Guiding Principles
Observe Without Judgment
Drop evaluations — simply see what is happening and respond to reality
The Problem with Judgment
When a manager labels something as "good" or "bad," the conversation shifts from understanding reality to defending positions. Positive evaluations create pressure to maintain appearances. Negative evaluations trigger defensiveness. Both distort the information flow that a team depends on.
What "Awareness of What Is" Means
Instead of evaluating, observe and describe:
- Replace "This code is bad" with "This code has no error handling for network failures" — The first is a judgment that puts people on the defensive. The second is a factual observation that naturally leads to a solution.
- Replace "Great job on the release" with "The release went out on time with zero rollbacks" — The first is a vague evaluation. The second acknowledges specific facts, which is more meaningful and informative.
- Replace "You're not communicating well" with "I noticed the design change wasn't shared until the PR was open" — The first labels the person.
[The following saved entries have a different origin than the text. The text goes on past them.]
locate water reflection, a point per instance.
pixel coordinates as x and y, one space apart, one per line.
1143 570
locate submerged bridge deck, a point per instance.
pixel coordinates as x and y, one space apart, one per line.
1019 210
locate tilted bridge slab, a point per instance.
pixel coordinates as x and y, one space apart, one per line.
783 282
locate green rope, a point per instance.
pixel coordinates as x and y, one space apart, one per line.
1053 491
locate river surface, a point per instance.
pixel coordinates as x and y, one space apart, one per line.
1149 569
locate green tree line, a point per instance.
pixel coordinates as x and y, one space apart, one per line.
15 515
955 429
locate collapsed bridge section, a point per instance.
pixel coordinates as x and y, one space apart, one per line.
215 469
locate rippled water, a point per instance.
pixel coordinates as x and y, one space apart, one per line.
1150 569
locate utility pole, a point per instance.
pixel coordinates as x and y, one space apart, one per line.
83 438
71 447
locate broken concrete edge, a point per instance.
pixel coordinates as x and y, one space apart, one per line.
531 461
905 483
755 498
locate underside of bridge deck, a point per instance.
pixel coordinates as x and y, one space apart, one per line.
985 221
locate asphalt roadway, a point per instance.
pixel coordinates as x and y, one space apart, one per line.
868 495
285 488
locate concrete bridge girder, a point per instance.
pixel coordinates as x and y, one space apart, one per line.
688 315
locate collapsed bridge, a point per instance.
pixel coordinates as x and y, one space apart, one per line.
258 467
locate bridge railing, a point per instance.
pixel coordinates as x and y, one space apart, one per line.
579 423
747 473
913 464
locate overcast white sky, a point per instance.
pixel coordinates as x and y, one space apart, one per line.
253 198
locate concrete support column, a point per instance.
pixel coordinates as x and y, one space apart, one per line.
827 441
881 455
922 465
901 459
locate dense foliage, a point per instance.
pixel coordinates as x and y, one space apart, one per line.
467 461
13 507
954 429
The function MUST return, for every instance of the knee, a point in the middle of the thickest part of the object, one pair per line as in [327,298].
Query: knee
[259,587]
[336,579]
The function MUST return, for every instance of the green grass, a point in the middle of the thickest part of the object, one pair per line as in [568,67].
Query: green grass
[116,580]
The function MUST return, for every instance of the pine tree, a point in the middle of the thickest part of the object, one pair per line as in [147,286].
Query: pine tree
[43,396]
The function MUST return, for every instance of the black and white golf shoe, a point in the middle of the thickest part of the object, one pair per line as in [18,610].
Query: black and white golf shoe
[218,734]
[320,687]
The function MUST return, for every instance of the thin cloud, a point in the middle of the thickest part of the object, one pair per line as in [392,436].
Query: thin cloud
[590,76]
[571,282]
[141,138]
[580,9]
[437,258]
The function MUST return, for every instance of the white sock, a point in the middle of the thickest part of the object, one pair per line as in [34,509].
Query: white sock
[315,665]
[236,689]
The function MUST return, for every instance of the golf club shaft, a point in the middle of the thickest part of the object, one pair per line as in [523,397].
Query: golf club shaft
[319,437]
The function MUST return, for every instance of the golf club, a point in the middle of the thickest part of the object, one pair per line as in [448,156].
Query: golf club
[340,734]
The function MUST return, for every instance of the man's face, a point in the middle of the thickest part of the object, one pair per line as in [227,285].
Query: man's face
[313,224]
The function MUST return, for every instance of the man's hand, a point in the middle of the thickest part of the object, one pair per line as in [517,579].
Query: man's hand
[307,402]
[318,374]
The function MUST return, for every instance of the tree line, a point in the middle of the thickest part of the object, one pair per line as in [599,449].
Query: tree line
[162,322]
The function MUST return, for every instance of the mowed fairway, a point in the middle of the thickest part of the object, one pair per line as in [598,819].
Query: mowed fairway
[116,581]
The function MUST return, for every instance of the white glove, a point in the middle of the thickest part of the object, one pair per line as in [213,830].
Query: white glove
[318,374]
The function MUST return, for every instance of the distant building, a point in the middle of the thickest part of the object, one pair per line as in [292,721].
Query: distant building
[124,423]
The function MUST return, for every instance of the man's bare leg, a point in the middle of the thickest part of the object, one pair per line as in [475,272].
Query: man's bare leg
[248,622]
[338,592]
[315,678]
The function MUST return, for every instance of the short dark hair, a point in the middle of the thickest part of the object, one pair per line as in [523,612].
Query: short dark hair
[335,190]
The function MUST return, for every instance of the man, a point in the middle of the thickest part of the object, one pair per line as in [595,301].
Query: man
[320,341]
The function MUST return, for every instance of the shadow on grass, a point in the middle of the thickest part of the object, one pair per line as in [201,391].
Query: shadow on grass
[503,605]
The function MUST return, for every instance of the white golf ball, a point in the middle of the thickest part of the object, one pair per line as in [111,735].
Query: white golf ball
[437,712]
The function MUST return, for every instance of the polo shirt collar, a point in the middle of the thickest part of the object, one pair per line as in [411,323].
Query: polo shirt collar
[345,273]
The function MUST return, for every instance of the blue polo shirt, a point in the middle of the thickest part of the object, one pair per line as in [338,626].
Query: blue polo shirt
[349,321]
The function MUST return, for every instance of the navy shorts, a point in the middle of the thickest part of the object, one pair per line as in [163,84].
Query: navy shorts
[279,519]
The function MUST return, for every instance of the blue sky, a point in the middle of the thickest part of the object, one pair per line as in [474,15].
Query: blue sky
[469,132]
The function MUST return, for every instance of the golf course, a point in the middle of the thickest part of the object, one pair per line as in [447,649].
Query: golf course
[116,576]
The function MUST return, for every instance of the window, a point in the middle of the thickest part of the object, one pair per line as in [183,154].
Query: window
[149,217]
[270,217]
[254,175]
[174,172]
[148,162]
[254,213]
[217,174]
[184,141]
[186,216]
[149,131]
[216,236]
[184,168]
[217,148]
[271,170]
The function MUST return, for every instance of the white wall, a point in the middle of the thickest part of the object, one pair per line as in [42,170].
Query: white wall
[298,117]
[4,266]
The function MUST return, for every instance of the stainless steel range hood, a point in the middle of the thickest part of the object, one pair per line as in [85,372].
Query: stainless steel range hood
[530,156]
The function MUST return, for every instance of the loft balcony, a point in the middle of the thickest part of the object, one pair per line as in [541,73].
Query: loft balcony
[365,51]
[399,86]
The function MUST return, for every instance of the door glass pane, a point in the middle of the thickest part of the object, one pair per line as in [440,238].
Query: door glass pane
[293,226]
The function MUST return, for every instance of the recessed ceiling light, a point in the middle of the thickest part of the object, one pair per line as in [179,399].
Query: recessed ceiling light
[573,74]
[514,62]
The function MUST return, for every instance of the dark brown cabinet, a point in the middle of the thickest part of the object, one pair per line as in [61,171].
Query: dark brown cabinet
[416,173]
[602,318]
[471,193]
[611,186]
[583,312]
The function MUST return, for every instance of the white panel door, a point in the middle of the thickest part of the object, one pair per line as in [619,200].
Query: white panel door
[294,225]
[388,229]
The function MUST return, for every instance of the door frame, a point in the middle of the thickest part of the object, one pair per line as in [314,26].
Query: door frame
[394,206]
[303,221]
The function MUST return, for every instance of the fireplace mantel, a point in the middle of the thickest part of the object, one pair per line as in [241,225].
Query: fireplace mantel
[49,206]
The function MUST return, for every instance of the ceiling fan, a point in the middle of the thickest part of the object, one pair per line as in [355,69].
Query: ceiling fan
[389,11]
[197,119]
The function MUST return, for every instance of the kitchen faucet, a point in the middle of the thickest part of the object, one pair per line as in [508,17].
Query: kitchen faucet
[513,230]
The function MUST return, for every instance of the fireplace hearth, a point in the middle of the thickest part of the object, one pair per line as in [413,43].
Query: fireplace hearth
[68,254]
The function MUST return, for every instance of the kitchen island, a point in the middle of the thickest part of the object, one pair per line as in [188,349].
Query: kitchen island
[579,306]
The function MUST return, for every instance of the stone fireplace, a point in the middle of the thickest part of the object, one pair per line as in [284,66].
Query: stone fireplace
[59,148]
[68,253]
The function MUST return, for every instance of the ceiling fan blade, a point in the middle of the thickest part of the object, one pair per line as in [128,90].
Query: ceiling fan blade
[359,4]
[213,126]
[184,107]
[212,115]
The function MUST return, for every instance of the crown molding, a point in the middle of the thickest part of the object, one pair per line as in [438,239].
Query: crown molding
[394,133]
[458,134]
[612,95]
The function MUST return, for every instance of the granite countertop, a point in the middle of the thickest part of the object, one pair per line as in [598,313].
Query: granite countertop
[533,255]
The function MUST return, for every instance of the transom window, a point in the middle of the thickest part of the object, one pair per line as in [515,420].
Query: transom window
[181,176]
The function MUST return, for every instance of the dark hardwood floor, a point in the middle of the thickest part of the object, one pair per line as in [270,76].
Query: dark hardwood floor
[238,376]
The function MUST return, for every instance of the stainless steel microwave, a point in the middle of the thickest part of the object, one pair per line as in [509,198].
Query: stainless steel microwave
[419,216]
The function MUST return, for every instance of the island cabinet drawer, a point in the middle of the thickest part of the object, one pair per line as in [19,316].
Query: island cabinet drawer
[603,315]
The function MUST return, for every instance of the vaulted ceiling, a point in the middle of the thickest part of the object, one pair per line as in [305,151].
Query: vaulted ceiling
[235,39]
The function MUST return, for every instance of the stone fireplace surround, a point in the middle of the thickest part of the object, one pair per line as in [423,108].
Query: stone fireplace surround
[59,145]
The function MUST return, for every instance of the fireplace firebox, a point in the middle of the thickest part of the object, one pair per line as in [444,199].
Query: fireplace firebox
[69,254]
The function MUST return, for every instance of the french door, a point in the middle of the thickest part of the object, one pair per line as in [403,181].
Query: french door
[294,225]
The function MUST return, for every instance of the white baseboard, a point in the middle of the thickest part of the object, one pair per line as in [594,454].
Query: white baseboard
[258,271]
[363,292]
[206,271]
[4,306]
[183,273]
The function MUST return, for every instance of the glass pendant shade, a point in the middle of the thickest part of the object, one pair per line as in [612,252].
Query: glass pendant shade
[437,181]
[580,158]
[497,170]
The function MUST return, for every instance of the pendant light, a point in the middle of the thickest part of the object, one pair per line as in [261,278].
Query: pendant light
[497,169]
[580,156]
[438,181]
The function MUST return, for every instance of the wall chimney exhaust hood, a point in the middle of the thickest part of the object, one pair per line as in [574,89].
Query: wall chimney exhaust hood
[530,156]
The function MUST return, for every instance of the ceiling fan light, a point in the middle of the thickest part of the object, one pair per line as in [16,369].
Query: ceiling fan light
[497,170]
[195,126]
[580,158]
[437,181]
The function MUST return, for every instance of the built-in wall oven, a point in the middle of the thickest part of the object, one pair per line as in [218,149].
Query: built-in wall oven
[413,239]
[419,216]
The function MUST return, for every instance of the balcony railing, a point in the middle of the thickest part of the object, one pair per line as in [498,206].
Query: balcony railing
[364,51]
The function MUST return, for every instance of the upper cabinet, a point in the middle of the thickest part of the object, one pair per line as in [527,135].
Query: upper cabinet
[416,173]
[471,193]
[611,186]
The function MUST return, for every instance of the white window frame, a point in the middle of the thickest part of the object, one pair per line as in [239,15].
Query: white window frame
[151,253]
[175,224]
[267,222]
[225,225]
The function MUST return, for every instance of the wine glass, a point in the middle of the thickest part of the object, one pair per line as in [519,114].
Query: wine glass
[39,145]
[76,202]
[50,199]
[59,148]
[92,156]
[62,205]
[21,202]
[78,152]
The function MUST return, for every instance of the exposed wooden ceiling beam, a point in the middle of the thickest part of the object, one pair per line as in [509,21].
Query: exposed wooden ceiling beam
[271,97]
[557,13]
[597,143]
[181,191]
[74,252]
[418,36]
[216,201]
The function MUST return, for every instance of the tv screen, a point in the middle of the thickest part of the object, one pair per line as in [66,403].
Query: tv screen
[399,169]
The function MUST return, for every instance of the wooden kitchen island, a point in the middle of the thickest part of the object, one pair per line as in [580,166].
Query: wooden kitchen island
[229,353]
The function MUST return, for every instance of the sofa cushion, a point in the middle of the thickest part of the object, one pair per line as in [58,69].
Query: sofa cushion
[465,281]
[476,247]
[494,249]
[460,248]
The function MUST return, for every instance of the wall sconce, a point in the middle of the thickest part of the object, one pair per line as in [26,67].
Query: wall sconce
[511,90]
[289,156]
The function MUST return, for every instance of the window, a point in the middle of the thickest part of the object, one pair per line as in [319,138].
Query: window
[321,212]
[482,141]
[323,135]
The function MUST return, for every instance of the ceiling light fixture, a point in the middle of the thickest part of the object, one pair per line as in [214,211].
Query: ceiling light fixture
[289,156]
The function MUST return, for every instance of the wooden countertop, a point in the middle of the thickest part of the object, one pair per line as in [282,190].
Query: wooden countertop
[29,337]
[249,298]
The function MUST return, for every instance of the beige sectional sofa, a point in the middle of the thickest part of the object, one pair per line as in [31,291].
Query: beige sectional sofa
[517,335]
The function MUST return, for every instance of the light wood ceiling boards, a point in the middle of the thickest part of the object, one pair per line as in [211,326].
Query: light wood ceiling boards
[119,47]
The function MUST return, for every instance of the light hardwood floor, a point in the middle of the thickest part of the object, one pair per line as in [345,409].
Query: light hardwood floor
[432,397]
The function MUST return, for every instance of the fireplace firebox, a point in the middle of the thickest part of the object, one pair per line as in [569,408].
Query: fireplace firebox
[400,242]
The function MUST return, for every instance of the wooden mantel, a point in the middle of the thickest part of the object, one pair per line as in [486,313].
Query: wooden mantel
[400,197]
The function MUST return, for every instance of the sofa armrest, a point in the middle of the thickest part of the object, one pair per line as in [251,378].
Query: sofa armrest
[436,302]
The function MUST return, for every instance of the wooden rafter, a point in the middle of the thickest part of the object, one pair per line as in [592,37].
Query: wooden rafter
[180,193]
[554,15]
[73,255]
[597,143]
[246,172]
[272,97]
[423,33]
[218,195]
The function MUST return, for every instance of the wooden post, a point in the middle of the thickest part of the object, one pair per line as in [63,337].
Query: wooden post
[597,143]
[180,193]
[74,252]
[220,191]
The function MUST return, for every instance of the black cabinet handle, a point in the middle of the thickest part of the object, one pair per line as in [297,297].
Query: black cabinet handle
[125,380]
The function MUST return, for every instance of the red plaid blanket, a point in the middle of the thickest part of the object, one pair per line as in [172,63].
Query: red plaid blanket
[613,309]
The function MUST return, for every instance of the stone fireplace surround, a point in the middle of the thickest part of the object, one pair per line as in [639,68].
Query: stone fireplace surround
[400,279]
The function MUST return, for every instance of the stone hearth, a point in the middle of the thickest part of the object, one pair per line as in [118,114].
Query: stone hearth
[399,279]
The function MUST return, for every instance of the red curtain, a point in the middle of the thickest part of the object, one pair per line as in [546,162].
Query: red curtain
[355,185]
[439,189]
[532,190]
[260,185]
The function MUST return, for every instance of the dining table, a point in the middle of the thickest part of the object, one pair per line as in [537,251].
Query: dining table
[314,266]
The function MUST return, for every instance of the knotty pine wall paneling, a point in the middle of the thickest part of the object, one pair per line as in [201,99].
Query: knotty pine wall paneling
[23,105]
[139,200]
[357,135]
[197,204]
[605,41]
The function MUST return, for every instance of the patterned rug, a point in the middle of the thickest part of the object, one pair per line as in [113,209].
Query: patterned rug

The second describes a specific event that can be addressed.
Why This Works
- People stay open: When there's no judgment to defend against, people share information more freely
- Problems surface earlier: Team members are more likely to flag issues when they know the response will be curiosity, not criticism
- Solutions are better: Factual observations lead to root-cause discussions. Judgments lead to blame or complacency
- Trust deepens: People feel respected when their manager engages with reality rather than handing down verdicts
How to Practice This
- In code reviews: Describe what the code does and ask questions. "This function handles both parsing and validation — what do you think about splitting them?" instead of "This function is too complex."
- In 1:1s: Ask "What happened?" before "What went wrong?" Often the answer reveals things that went right and wrong simultaneously.
- In retrospectives: Frame discussions around observations. "We merged 3 PRs without tests last sprint" states a fact the team can reason about together.
- When giving feedback: Describe the behavior and its impact. Let the person draw their own conclusions — they usually arrive at the same place, but with ownership rather than resentment.
The Discipline
This is harder than it sounds. We are wired to evaluate. The practice is to notice when you're making a judgment, pause, and translate it into an observation. Over time, this becomes the default mode of thinking — and the quality of your conversations will transform.